Las posibles acciones de cooperación comienzan por establecer un diálogo que posibilite el conocimiento mutuo que, desde la experiencia de trabajo, permita analizar la situación de cada centro y las prioridades de atención, para posteriormente identificar el conjunto de actividades a emprender. Creo que es una auténtica alegría y aliciente para la acción que las técnicas docentes y profesionales de las que disponemos sirvan para mejorar las competencias profesionales de quienes afrontarán la responsabilidad de enfrentarse al procesamiento y al resto de rutinas en la gestión de la información.

Su enriquecimiento profesional ha de ser paralelo al crecimiento que sus países tienen que experimentar. Nuestra colaboración puede plasmarse en acciones técnicas, de capacitación o de apoyo a la puesta en marcha, mejora y actualización de sistemas. Incluso en la formación de colecciones, muchas veces imposible de hacer por carencias fundamentales.

Es cierto que cuanto se relaciona con la alimentación y con la medicina son los objetivos fundamentales, pero de alimentar y de cuidar se trata también aquí. Como bien muestra el compromiso de las universidades que imparten nuestras titulaciones. Lo que saben hacer es enseñar. Y en esa línea se espera su participación bajo diferentes formas, como diseñar un plan de estudios, revisarlo, traspasar técnicas de enseñanza a distancia, actualizar a los profesores o facilitar el ingreso en masters y doctorados.

Si empezamos a reconocer este empeño estamos en la vía para  que muchos proyectos de cooperación se concreten en nuestra área.
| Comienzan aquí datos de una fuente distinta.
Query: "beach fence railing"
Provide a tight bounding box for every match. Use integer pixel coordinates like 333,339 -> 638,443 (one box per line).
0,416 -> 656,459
Comprometerse con estas ideas supone una tarea de enorme responsabilidad, principalmente en años de vacas flacas en que los presupuestos no ofrecen mucho margen de actuación. Estaremos obligados a hacer tortillas con pocos huevos. Sin olvidarnos de que una participación más activa servirá para transferir el conocimiento a quienes más lo necesitan. Vale la pena, ¿no?